Mal ehrlich, haben Sie stets die Anfahrt Ihrer Kollegen immer mitbekommen? Und wenn Profis zum Training fahren, dann darf man sich das nicht so vorstellen, als würden sich die Spieler alle brav 10 Minuten vor Trainingsbeginn vor der Umkleide versammeln und geschlossen in diese hineingehen. Einige haben etwas auf der Geschäftsstelle zu erledigen (z.B. Abgabe von Krankmeldungen), andere sind schon 2 Stunden vorher im Kraftraum, andere lassen sich eine halbe Stunde vorher von der Partnerin zum Training fahren. Wenn man den Ablauf einer Profimannschaft etwas kennt, kann man das schon nachvollziehen, dass sich keiner mehr erinnern kann, selbst wenn er will. Und man darf noch eins nicht vergessen. es sind Fußballer. Von Kevin-Prince Boateng zB wird aus dessen Zeit bei Hertha BSC berichtet, dass er einmal 70 min zu spät zum Training gekommen ist und dafür 3.500,- € Strafe in die Mannschaftskasse zahlen musste. Seine Begründung: Er hat vergessen, dass die Uhr zurück gestellt worden ist. Das Training, das die Strafe ausgelöst hat, fand n einem Dienstag statt ,-))). Noch Fragen?

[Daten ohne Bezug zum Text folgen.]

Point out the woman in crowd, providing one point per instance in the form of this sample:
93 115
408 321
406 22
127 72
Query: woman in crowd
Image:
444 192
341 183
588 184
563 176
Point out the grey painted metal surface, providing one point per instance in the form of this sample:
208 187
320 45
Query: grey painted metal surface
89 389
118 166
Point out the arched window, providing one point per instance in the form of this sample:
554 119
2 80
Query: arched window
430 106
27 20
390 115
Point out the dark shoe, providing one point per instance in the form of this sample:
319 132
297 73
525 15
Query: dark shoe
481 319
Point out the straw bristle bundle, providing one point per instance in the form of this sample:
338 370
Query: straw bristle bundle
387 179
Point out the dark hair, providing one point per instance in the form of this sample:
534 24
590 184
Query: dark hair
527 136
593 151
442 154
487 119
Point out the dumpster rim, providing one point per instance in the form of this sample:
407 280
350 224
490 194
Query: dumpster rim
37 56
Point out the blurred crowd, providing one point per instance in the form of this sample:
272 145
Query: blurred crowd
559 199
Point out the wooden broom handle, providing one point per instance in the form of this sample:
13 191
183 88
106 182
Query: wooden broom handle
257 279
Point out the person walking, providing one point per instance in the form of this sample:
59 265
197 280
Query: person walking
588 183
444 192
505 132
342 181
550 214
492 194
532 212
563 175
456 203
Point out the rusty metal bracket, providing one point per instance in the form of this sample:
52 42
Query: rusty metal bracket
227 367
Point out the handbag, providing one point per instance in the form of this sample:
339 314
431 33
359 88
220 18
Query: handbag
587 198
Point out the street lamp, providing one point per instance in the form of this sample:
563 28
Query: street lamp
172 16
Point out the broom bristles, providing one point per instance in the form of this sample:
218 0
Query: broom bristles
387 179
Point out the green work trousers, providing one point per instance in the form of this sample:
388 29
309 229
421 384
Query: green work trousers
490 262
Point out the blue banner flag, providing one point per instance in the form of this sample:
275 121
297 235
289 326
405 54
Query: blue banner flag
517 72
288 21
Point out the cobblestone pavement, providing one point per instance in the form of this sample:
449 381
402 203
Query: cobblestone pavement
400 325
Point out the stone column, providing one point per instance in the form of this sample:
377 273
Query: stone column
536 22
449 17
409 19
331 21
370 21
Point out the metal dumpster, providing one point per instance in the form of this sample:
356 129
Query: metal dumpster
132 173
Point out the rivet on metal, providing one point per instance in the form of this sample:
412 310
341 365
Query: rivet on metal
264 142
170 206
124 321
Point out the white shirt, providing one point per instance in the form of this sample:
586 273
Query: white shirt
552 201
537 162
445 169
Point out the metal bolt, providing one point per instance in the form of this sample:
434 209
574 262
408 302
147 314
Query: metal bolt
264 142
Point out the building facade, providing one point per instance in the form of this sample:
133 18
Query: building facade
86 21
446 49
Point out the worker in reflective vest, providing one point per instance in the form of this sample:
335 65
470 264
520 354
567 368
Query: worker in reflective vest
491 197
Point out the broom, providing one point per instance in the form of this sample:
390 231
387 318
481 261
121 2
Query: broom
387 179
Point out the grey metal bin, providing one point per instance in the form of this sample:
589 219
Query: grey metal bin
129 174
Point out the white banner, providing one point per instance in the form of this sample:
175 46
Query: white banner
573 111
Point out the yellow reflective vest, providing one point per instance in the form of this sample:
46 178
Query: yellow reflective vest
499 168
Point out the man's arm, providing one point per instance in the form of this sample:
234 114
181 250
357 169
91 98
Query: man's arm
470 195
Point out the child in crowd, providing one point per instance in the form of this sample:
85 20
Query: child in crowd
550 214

Und das schreibt ein Schalke-Fan 😉
Ja, habe ich, zumindest, wenn wir beraten haben. Und Sie sprechen die Frage der Glaubwürdigkeit an. Die steht auf einem ganz anderen Blatt. Allerdings meine ich schon, dass man mit einer „richtigen“ Vernehmung schon etwas mehr Klarheit bekäme. So sieht es für mich aus wie: Bloß weg damit.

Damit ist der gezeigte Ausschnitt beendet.